Sementara itu, Kementerian Ketenagakerjaan (Kemenaker) melalui situs Satu Data mengungkapkan jumlah orang yang di PHK mencapai 43.805 tenaga kerja pada periode Januari-Juli 2026. Korban PHK naik 11.416 orang atau 35,25 persen bila dibandingkan periode Januari hingga Juni 2026 sebanyak 32.389 orang tenaga kerja.

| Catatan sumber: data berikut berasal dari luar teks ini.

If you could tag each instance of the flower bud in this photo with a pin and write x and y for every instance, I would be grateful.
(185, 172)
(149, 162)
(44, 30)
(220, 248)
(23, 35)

Tenaga kerja yang di PHK ini merupakan yang terdaftar dalam program Jaminan Kehilangan Pekerjaan (JKP). Mereka yang di PHK paling banyak di Provinsi Jawa Barat yaitu sekitar 20,16 persen dari total tersebut.
Adapun untuk Jawa Barat pekerja yang di PHK sebanyak 8.830 orang, diikuti oleh Jawa Timur mencapai 4.781 orang, dan Banten sebesar 4.767 orang.
Kondisi Ekonomi versi Kabinet Bayangan


Menteri Keuangan dan Tata Kelola Anggaran Kabinet Bayangan Bhima Yudhistira Adhinegara menilai kondisi riil di masyarakat saat ini memburuk. Menurutnya, saat ini masyarakat kelas menengah sedang dalam mode survival mode alias mode bertahan hidup.
Kondisi riil di masyarakat memburuk, bukan lagi makan tabungan tapi sudah makan pinjaman dan gadai. Masyarakat terutama kelas menengah sedang survival mode,”
kata Bhima kepada Owrite.
Di lain sisi, Bhima juga meragukan data yang rilis oleh BPS bahwa ekonomi Indonesia pada kuartal II-2026 tumbuh 5,29 persen secara tahunan. Sebab, data BPS dinilai bertentangan dengan berbagai indikator ekonomi lainnya
Kami meragukan data BPS karena bertentangan dengan berbagai indikator ekonomi lainnya. Bias data nya terlalu jauh,”
jelasnya.
Bhima menyoroti, sektor perdagangan di kuartal II-2026 tumbuh 6,39 persen yoy. Padahal indeks penjualan riil BI secara tahunan masih mengalami kontraksi.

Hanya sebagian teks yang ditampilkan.